Gnutella, an open peer-to-peer search system primarily used for file sharing, was released in March. Within four months, developer activity had substantially diminished, although usage continued to surge due to Napster-driven media attention on peer-to-peer file-sharing systems. After five months, the strain of an increasing number of users on a weak technical infrastructure resulted in a quasi-collapse of the Gnutella network. Late in the year, however, a second wave of more sophisticated development began to emerge, informed by experience. Defying reports of its demise, Gnutella is evolving and usage is growing in response, although significant technical challenges remain.
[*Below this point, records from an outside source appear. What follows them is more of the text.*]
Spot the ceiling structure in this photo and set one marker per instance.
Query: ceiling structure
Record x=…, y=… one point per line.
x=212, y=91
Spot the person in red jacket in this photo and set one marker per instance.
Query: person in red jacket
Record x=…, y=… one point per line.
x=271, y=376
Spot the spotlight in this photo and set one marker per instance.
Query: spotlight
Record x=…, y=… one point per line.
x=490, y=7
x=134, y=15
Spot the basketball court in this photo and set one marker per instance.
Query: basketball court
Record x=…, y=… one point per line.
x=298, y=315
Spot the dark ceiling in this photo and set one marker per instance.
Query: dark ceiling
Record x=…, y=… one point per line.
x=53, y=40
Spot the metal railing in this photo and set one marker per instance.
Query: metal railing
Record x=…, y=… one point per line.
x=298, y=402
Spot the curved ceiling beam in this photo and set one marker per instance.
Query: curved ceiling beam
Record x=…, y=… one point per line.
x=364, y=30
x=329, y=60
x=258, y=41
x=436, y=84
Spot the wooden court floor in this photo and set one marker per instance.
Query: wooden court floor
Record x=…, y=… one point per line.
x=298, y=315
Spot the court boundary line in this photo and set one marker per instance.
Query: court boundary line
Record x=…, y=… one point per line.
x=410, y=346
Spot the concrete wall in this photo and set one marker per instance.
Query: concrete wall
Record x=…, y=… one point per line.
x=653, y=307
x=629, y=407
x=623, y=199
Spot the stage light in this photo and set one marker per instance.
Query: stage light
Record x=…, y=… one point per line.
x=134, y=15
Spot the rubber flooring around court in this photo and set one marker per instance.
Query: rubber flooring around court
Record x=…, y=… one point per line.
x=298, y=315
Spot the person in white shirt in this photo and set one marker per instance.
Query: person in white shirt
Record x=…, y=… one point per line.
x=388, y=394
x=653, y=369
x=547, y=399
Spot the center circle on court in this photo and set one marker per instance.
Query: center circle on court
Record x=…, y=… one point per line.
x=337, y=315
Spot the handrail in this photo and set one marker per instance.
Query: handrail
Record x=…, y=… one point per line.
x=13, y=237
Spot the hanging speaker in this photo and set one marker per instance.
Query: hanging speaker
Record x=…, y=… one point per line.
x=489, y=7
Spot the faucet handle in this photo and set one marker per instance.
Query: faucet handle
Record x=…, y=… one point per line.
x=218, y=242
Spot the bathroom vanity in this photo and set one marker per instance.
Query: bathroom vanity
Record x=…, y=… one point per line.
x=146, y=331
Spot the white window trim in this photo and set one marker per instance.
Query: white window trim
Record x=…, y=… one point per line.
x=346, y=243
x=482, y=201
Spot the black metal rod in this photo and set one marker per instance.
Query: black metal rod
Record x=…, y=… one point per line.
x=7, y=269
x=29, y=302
What problems have been overcome and how? What problems remain to be solved, and how can they be addressed? Clip2's Distributed Search Solutions initiative has continuously gathered data on the Gnutella network and closely followed related application development. Here, we cover some representative issues to provide insight into Gnutella's evolution.
The origins and technical significance of Gnutella have been described elsewhere. Some notable points:
It is not hard to imagine from the foregoing that Gnutella is susceptible to a number of problems.
Non-compliant implementations are problematic not just for their users, who may not be able to effectively communicate with others, but they are also trouble for the network at large. Because Gnutella messages are relayed from host to host, the impact of a non-compliant application can easily extend beyond its installed base and be magnified out of proportion.
But, what does "non-compliant" mean for a protocol without a blessed standard? In the open world of Gnutella, free from central authority, compliance means being able to effectively communicate with the bulk of the installed base. It is not unlike the situation with languages such as English that have no formal codification. Protocol specification documents in this environment then become analogous to dictionaries that reflect popular usage instead of dictating usage.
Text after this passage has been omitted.